Nosocomial infections caused by Pseudomonas aeruginosa presenting resistance to beta-lactam drugs are one of the most challenging targets for antimicrobial therapy, leading to substantial increase in mortality rates in hospitals worldwide. In this context, P. aeruginosa harboring acquired mechanisms of resistance, such as production of metallo-beta-lactamase (MBLs) and extended-spectrum beta-lactamases (ESBLs) have the highest clinical impact. Hence, this study was designed to investigate the presence of genes codifying for MBLs and ESBLs among carbapenem resistant P. aeruginosa isolated in a Brazilian 720-bed teaching tertiary care hospital.

Fifty-six carbapenem-resistant P. aeruginosa strains were evaluated for the presence of MBL and ESBL genes. Strains presenting MBL and/or ESBL genes were submitted to pulsed-field gel electrophoresis for genetic similarity evaluation.

Despite the carbapenem resistance, genes for MBLs (blaSPM-1 or blaIMP-1) were detected in only 26.7% of isolates. Genes encoding ESBLs were detected in 23.2% of isolates. The blaCTX-M-2 was the most prevalent ESBL gene (19.6%), followed by blaGES-1 and blaGES-5 detected in one isolate each. In all isolates presenting MBL phenotype by double-disc synergy test (DDST), the blaSPM-1 or blaIMP-1 genes were detected. In addition, blaIMP-1 was also detected in three isolates which did not display any MBL phenotype. These isolates also presented the blaCTX-M-2 gene. The co-existence of blaCTX-M-2 with blaIMP-1 is presently reported for the first time, as like as co-existence of blaGES-1 with blaIMP-1.

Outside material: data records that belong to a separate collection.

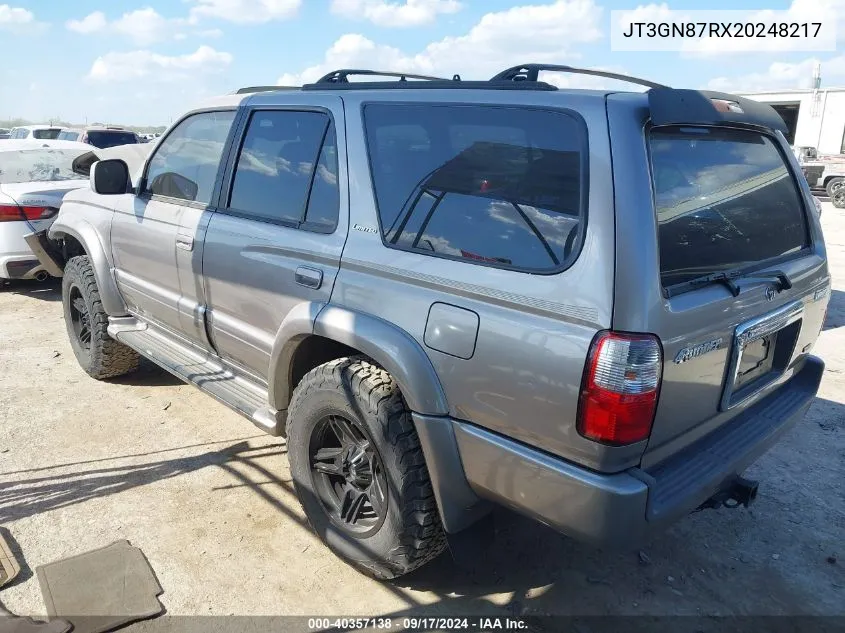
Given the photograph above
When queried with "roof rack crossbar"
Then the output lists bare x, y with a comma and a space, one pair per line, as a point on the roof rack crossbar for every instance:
252, 89
531, 72
342, 76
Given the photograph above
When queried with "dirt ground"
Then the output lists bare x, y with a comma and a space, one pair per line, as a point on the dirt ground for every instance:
209, 500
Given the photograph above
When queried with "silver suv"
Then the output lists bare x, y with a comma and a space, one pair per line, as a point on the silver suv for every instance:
594, 307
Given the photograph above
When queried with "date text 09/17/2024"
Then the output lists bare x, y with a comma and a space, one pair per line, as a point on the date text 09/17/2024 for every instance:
480, 624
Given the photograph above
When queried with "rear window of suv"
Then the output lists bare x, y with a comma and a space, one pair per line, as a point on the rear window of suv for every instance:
489, 185
111, 138
725, 201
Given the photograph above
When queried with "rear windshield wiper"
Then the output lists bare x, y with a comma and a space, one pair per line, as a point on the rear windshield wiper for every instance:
784, 282
729, 280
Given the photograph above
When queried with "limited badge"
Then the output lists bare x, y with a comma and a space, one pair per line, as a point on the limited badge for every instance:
695, 351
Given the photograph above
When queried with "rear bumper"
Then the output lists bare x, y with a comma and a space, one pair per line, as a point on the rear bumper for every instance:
622, 509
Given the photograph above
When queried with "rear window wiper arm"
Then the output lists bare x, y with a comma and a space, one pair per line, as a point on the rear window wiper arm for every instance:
729, 280
784, 282
716, 278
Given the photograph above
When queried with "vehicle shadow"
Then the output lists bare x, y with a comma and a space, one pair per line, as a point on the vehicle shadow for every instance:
835, 311
16, 551
50, 491
148, 374
49, 290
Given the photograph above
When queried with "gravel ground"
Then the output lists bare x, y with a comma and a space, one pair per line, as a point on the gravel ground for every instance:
209, 500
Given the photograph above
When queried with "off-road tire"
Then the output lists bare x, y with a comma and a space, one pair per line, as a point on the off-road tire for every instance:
106, 357
412, 533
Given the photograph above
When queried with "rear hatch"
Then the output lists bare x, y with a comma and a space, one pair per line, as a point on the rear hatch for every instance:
739, 264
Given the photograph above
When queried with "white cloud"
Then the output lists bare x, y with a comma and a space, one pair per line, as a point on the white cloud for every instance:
781, 75
91, 23
395, 14
116, 67
245, 11
14, 16
537, 33
143, 27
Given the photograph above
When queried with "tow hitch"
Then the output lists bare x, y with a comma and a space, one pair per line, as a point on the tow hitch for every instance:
741, 492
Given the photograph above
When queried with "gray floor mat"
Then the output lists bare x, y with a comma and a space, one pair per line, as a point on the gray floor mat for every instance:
102, 589
9, 566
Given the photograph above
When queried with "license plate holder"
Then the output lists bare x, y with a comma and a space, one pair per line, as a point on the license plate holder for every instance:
761, 351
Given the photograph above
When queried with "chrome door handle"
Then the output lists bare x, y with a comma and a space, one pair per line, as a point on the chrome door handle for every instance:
309, 277
185, 242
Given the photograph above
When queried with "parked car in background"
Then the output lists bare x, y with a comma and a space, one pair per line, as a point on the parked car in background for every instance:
827, 172
101, 137
467, 293
43, 132
35, 175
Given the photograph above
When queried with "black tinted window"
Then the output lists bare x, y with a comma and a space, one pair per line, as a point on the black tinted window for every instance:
50, 134
324, 201
185, 164
725, 200
282, 154
493, 185
111, 138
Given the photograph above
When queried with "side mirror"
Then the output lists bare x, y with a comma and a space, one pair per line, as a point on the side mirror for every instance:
110, 177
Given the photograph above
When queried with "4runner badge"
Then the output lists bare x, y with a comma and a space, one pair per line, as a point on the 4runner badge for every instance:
695, 351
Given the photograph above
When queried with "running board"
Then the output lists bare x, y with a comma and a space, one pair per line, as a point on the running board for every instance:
202, 370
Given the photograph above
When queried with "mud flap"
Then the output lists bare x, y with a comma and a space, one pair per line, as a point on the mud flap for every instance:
46, 252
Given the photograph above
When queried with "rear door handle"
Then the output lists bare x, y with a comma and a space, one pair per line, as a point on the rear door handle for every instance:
309, 277
185, 242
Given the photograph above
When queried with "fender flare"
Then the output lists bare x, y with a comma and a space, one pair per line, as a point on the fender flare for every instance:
403, 357
86, 235
393, 348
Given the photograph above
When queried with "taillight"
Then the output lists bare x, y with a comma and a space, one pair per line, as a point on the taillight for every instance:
15, 213
620, 388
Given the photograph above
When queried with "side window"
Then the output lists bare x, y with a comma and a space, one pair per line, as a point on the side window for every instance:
185, 164
324, 201
287, 170
486, 185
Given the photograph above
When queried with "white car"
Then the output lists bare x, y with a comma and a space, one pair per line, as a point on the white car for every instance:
35, 175
40, 132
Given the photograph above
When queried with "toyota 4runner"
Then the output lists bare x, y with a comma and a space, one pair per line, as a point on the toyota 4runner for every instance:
594, 307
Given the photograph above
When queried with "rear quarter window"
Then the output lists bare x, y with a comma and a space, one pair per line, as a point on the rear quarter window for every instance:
489, 185
48, 134
725, 200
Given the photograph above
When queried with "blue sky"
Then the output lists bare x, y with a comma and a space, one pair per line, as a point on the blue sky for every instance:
145, 61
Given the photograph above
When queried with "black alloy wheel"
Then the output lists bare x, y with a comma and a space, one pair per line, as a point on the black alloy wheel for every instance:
348, 476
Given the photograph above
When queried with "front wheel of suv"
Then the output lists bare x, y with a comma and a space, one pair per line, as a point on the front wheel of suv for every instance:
99, 355
359, 471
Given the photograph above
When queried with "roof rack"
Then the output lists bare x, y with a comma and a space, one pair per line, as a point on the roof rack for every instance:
251, 89
530, 72
342, 76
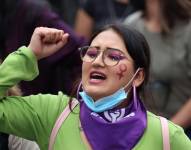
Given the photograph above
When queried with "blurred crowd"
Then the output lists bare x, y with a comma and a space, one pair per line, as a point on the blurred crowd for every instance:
166, 25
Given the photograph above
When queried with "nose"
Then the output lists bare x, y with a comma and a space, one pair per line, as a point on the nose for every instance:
99, 60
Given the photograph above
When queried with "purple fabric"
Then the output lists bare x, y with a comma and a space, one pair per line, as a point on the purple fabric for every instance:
121, 135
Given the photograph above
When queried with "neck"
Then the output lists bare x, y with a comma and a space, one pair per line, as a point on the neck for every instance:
153, 16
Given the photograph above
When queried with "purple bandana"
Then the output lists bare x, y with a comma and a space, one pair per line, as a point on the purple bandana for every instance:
115, 129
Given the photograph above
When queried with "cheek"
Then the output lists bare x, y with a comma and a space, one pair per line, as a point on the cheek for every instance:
121, 71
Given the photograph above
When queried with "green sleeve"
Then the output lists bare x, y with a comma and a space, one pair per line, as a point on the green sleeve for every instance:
19, 65
180, 141
30, 117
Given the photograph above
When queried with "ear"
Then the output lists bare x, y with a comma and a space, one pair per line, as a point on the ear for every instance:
139, 78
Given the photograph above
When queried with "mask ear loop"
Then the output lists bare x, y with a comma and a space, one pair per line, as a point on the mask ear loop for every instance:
78, 90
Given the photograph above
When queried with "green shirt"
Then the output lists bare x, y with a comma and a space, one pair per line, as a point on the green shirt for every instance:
33, 117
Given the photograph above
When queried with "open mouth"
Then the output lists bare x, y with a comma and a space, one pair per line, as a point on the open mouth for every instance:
98, 76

In this study MBLs production was not the major mechanism of resistance to carbapenems, suggesting the occurrence of multidrug efflux pumps, reduction in porin channels and production of other beta-lactamases. The detection of blaCTX-M-2,blaGES-1 and blaGES-5 reflects the recent emergence of ESBLs among antimicrobial resistant P. aeruginosa and the extraordinary ability presented by this pathogen to acquire multiple resistance mechanisms. These findings raise the concern about the future of antimicrobial therapy and the capability of clinical laboratories to detect resistant strains, since simultaneous production of MBLs and ESBLs is known to promote further complexity in phenotypic detection. Occurrence of intra-hospital clonal dissemination enhances the necessity of better observance of infection control practices.